Thursday 19 April 2018 12:58pm
The Director of the University of Otago’s New Zealand Marine Studies Centre Sally Carson (right) and wildlife photographer Rod Morris with their book the Collins Field Guide to the New Zealand Seashore which has just been named at 2018 Storylines Notable Book.
A book written to encourage New Zealanders to explore tidepools and mudflats has been named a 2018 Storylines Notable Book.
Sally Carson, the Director of the University of Otago’s New Zealand Marine Studies Centre, launched the Collins Field Guide to the New Zealand Seashore last November.
The book, which features images taken by wildlife photographer and documentary-maker Rod Morris, aims to help people identify more than 350 species living in New Zealand’s intertidal zone and teach them about how each survives.
"It is an honour to be recognised, especially when I look at the calibre of the other books on the list."
She says having the guide named as a Notable Book is a massive achievement.
“Although the book is not specifically written for children, they were definitely one of our main target audiences.

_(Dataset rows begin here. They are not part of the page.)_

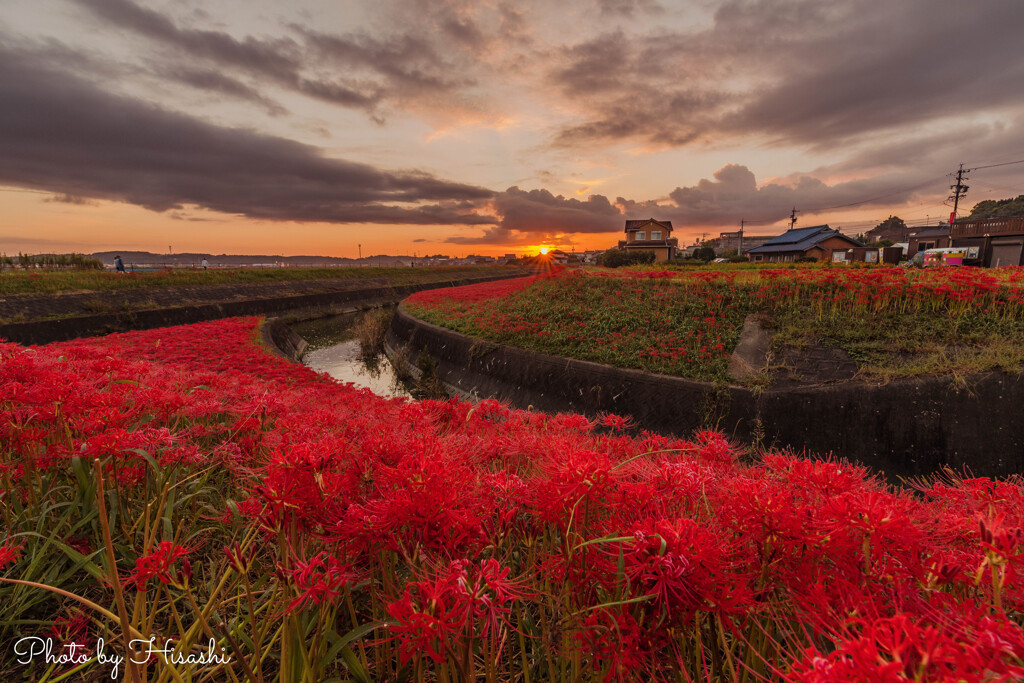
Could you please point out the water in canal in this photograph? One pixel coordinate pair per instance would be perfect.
(335, 350)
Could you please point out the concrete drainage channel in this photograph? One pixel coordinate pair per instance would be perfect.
(307, 305)
(905, 427)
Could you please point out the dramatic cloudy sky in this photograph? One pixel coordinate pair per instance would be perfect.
(314, 126)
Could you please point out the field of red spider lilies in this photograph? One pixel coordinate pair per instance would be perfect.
(206, 511)
(894, 322)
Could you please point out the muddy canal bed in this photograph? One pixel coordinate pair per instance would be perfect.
(334, 349)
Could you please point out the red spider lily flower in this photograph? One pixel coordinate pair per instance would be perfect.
(158, 564)
(614, 641)
(10, 552)
(320, 580)
(429, 616)
(491, 594)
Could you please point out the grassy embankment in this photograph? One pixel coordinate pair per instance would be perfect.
(892, 322)
(93, 281)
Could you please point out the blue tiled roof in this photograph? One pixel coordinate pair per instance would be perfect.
(800, 239)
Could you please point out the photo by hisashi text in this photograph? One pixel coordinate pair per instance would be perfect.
(31, 648)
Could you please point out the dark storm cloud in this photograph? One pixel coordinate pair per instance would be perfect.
(526, 215)
(216, 81)
(279, 60)
(797, 71)
(540, 211)
(60, 134)
(407, 60)
(734, 195)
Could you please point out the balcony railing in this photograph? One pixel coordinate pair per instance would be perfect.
(987, 226)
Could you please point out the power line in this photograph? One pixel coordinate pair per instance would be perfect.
(880, 197)
(1009, 163)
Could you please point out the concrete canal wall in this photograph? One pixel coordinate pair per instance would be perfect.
(905, 427)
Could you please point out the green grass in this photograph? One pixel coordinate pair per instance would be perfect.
(12, 283)
(891, 323)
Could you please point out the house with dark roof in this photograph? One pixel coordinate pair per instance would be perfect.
(928, 238)
(650, 235)
(997, 241)
(817, 242)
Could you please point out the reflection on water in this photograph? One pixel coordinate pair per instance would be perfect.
(333, 349)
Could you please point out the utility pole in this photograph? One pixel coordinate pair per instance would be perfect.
(960, 189)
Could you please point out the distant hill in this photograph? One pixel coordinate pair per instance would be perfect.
(141, 258)
(998, 208)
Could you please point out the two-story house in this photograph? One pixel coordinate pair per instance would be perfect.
(650, 235)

We are excited to hear that schools, families and children of all ages are reading it.”
Storylines has produced the Notable Book list annually since 1999, showcasing the most outstanding books for children and young people published in New Zealand by New Zealand authors and illustrators during the previous calendar year.
Books are categorised as: Picture Book, Junior Fiction, Young Adult and Non Fiction.
The Collins Field Guide to the New Zealand Seashore made the Non Fiction list alongside New Zealand’s Great White Sharks: How science is revealing their secrets by Alison Balance, Aotearoa: The New Zealand Story by Gavin Bishop and a number of other top reads.
“It is an honour to be recognised, especially when I look at the calibre of the other books on the list,” Ms Carson says.
The guide was launched at the University’s Marine Studies Centre and Portobello Marine Laboratory – where many of the photos were taken - late last year.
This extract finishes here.